Wegmans School of Pharmacy, St. John Fisher College, Rochester, NY, United States.
Wilmot Cancer Institute, University of Rochester Medical Center, Rochester, NY, United States.
Crit Rev Oncol Hematol. 2017 Dec;120:151-162. doi: 10.1016/j.critrevonc.2017.10.014. Epub 2017 Nov 1.

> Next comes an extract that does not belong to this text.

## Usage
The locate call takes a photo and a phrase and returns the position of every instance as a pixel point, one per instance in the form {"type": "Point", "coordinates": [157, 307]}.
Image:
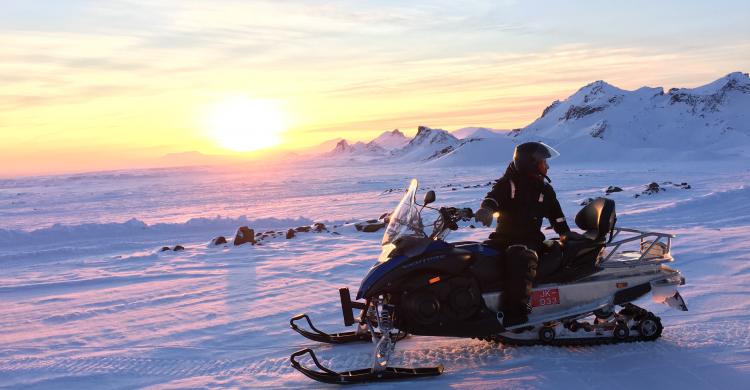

A systematic review was conducted to illustrate the bleeding risks associated with targeted therapies used in the treatment of metastatic renal cell carcinoma (mRCC). Eligible studies included phase II, III, or IV clinical trials using pazopanib, sunitinib, cabozantinib, lenvatinib, everolimus, temsirolimus, bevacizumab, axitinib, and/or sorafenib in the setting of mRCC. Types of bleeding event(s), bleeding event frequency, and incidence of thrombocytopenia were collected from the relevant articles. ClinicalTrials.gov was also searched for incidence of "Serious bleeding adverse effects" reported in these trials. The incidences of bleeding events ranged from 1 to 36%, and incidences of thrombocytopenia ranged from 2 to 78%. Available serious bleeding adverse events ranged from 1 to 7%. The highest percentage of bleeding incidences were seen with bevacizumab, while the lowest percentage of bleeding incidences were seen with axitinib. All of the included trials were of high quality per Jadad scoring.
一项系统评价旨在阐明转移性肾细胞癌 (mRCC) 治疗中靶向治疗相关的出血风险。纳入的研究包括使用帕唑帕尼、舒尼替尼、卡博替尼、仑伐替尼、依维莫司、替西罗莫司、贝伐珠单抗、阿昔替尼和/或索拉非尼治疗 mRCC 的 II 期、III 期或 IV 期临床试验。从相关文章中收集了出血事件类型、出血事件频率和血小板减少症的发生率。还在 ClinicalTrials.gov 上搜索了这些试验报告的“严重出血不良事件”的发生率。出血事件的发生率为 1%至 36%,血小板减少症的发生率为 2%至 78%。可用的严重出血不良事件发生率为 1%至 7%。贝伐珠单抗的出血发生率最高,阿昔替尼的出血发生率最低。根据 Jadad 评分,所有纳入的试验均为高质量试验。